Caterina Bori (University of Bologna): An elusive concept: Ibn Taymiyya’s vision of siyāsa shar‘iyya

Afternoon Talk on Islamic Law

  • Date: Jun 24, 2021
  • Time: 04:00 PM (Local Time Germany)
  • Location: online

About the speaker

Caterina Bori is Associate Professor at the History Department of the University of Bologna. Her research focuses mainly on the history of the Mamluk period with a particular interest in the intersection between society and religion. Ibn Taymiyya and Ibn Qayyim al-Jawziyya and their late medieval/early modern receptions, have been at the center of her recent research.

About the topic

The notion of siyāsa shar‘iyya–commonly translated as Politics according to the Sharī‘a–is normally ascribed to Ibn Taymiyya’s famous treatise titled al-Siyāsa al-shar‘iyya fī iṣlāḥal-rā‘ī wa-l-ra‘iyya. The treatise exists in two versions, a long and a short one, and it was probably written between 1310 and 1312 when Ibn Taymiyya was in Cairo. In spite of the title of the treatise, Ibn Taymiyya never uses the expression siyāsa shar‘iyya nor he clearly defines it.
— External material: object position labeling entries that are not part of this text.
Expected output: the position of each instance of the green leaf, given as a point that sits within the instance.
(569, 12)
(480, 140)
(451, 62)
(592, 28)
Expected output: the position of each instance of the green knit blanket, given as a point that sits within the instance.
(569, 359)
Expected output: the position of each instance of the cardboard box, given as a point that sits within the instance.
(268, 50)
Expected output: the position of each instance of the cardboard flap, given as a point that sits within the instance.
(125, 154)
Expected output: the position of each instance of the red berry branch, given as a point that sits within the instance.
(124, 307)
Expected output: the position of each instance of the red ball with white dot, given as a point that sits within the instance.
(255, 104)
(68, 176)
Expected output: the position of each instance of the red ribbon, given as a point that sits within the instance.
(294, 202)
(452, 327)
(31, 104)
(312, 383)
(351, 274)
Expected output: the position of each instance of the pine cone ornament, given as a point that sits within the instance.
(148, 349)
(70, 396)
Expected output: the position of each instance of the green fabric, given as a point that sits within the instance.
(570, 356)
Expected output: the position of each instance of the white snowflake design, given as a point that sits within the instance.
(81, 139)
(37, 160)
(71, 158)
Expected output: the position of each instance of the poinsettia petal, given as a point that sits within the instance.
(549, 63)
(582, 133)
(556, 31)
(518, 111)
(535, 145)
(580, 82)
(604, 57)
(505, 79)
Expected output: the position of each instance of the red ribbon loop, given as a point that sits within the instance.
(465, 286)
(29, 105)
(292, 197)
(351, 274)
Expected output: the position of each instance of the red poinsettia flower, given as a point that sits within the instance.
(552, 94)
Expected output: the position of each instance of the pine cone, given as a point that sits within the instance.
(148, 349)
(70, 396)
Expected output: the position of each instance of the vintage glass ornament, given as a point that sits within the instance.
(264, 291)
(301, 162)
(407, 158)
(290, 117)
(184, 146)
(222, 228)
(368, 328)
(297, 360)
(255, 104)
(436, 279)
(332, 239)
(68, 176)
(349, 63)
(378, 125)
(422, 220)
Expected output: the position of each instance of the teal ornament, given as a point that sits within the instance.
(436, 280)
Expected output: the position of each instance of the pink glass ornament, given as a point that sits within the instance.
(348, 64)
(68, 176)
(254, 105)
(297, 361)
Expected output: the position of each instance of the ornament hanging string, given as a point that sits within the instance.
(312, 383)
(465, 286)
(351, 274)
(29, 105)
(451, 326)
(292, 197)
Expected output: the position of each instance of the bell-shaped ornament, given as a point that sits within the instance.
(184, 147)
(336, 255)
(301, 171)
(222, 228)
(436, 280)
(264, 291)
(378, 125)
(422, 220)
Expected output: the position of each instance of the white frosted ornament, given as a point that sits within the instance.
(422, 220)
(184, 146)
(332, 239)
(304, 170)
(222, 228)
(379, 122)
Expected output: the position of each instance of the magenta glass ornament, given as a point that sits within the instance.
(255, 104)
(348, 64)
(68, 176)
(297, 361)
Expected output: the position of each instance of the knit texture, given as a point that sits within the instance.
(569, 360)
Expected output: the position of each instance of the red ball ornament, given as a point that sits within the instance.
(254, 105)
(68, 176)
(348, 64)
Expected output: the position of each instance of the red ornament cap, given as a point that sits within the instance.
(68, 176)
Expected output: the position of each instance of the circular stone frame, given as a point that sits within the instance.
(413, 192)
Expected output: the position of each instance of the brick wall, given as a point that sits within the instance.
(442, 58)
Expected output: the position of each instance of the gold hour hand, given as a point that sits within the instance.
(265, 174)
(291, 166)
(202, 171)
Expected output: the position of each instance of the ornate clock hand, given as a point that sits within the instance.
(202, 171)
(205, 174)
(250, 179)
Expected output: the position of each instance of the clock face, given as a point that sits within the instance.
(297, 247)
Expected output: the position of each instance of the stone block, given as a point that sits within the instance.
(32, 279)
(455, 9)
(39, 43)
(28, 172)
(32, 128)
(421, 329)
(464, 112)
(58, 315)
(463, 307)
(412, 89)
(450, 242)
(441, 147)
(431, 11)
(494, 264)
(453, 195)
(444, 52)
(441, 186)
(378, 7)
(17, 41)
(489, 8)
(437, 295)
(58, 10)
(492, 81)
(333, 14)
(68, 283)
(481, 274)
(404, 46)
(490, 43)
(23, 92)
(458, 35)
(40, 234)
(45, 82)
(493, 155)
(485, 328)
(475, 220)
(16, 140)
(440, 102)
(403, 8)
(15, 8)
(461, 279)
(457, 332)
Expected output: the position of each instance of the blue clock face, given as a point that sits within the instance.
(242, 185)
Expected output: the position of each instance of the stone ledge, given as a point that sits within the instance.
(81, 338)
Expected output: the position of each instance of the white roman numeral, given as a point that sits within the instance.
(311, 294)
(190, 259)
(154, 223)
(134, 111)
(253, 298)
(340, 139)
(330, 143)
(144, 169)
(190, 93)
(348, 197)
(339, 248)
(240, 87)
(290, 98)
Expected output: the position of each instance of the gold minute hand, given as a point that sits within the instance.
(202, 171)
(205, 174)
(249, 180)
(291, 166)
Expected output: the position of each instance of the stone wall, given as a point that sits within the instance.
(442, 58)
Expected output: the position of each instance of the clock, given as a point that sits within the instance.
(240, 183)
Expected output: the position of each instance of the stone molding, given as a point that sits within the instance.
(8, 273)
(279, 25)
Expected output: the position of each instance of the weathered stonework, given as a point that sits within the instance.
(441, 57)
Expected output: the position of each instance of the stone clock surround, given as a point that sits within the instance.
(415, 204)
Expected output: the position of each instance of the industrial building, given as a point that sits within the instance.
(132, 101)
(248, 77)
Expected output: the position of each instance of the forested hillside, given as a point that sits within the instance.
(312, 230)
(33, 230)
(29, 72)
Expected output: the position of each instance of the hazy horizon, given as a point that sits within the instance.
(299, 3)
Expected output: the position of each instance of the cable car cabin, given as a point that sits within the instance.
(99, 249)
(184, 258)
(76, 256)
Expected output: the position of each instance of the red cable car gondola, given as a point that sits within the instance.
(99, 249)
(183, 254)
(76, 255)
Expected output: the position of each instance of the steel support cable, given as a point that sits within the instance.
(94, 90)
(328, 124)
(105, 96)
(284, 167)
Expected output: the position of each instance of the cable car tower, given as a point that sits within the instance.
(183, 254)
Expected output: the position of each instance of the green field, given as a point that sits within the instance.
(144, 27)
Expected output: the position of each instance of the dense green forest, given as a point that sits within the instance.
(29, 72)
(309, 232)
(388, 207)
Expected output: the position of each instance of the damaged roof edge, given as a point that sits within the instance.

In order to grasp the full meaning of siyāsa shar‘iyya as envisaged by Ibn Taymiyya we need to widen the spectrum of sources and engage in depth with the longer, and less spread, version of the treatise. Only once the nature and implications of siyāsa shar‘iyya according to its proponent are clarified, we will then be able to fully appreciate its subsequent receptions and accommodations.